Oh Canada…who would’a thought that using huge loans to pay a fortune for housing, cars and everything else would usher in an extended consumer spending slump? Why everyone who is not paid to ignore the math, of course!
Watch this BNN video update with the Assistant Chief Economist for Laurentian Bank found in Weak retail data sends Loonie down.
And don’t look now but realty prices in ‘hot’ BC markets seem to be cooling rather quickly over the past 3 months (starting well before the new 15% foreign buyer tax was implemented on July 25). As painful as the mean reversion process will be for the highly levered, ignorant or overly aggressive participants who have not seen this coming, a return to rational asset pricing is critical to restoring productivity and consumer demand in the real economy. And the correction is overdue, if to a lesser extent, in property markets well beyond just Vancouver and Toronto. We have well earned the downturn. It was always a question of when, not if.

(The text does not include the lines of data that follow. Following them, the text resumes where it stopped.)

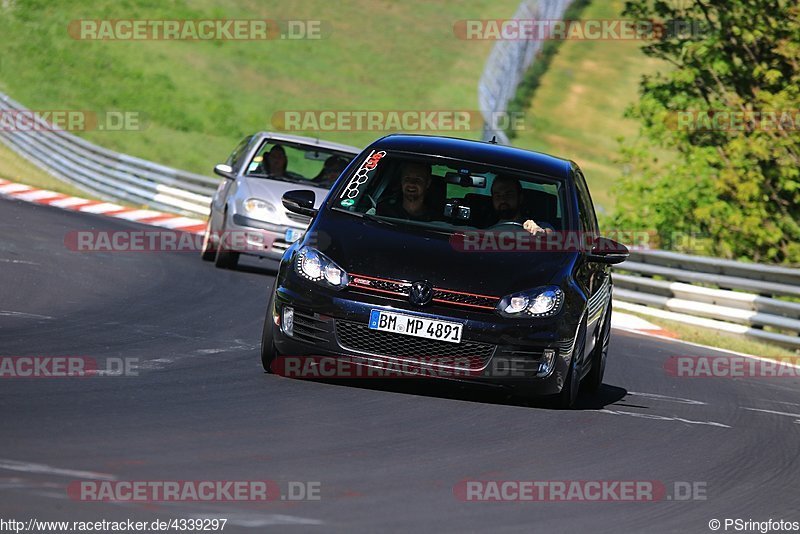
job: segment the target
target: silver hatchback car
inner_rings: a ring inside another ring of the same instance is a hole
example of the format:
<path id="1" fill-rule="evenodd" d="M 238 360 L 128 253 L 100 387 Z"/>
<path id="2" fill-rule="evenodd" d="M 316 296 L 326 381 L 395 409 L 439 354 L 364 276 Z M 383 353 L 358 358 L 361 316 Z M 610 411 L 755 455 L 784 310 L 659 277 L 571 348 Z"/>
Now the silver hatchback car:
<path id="1" fill-rule="evenodd" d="M 201 257 L 227 269 L 237 266 L 241 254 L 279 260 L 311 221 L 287 211 L 283 194 L 309 189 L 318 208 L 360 151 L 298 135 L 245 137 L 225 163 L 214 167 L 225 180 L 211 200 Z"/>

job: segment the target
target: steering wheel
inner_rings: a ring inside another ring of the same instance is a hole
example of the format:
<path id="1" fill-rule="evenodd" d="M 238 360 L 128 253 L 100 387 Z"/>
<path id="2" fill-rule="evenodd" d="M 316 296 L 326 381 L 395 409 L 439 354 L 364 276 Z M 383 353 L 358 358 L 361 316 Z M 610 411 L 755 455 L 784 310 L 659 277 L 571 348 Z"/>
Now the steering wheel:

Years of low interest rates have been the problem not the savior. There are only so many income dollars to go around, and if too many of them have been diverted to shelter costs (savings for down-payments, longer running loan payments of interest and principle, taxes, utilities, insurance, maintenance, services) then the cash flow for spending now and saving for the future is necessarily eroded.

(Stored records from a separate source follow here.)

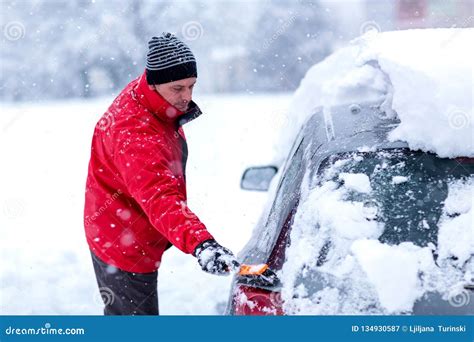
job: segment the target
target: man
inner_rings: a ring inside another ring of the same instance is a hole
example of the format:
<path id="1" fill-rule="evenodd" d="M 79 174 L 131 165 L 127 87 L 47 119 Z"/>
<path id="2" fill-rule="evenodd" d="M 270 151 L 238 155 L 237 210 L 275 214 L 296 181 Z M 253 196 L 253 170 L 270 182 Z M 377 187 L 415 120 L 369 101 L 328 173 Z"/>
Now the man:
<path id="1" fill-rule="evenodd" d="M 186 205 L 182 125 L 201 114 L 192 101 L 196 60 L 170 33 L 149 42 L 146 70 L 97 123 L 84 225 L 106 315 L 157 315 L 157 275 L 171 245 L 202 269 L 238 267 Z"/>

In the process, this has all purchased an extended period of slow growth and financial losses for many individuals, companies and financial institutions, along with of course, Canada Mortgage and Housing. See: Is the metro Vancouver real estate market in freefall?
“The median household income in the region was $84,345 in 2011, according to the District of West Vancouver.

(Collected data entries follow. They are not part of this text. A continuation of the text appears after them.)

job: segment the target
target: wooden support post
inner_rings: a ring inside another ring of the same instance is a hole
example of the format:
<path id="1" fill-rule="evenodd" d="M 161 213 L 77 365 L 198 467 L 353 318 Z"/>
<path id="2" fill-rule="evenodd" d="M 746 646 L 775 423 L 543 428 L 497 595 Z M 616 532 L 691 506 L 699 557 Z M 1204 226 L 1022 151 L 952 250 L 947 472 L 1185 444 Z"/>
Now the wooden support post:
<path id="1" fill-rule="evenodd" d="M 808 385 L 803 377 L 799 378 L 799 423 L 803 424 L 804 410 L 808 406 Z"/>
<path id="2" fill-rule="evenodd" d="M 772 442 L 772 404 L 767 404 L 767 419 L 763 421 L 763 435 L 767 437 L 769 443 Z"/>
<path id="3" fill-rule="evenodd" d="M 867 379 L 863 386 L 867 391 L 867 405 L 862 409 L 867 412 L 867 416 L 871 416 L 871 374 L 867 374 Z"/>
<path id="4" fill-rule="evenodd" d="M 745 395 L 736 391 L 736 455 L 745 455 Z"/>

“The market in West Van is up 450 per cent since 2001. So is everyone making 600 per cent more income than they were so they can pay their taxes and buy their houses? Of course not. So how has this inflation been financed? By offshore money and record debt.”
The math is obvious: Canadian income gains have fallen far behind the rise in household debt levels. The ratio reached a ludicrous 165% debt/ disposable income as at Q4 2015. See: Canada’s debt to income ratio sets new record high.
Let the deleveraging catharsis teach us to repent and learn wiser habits.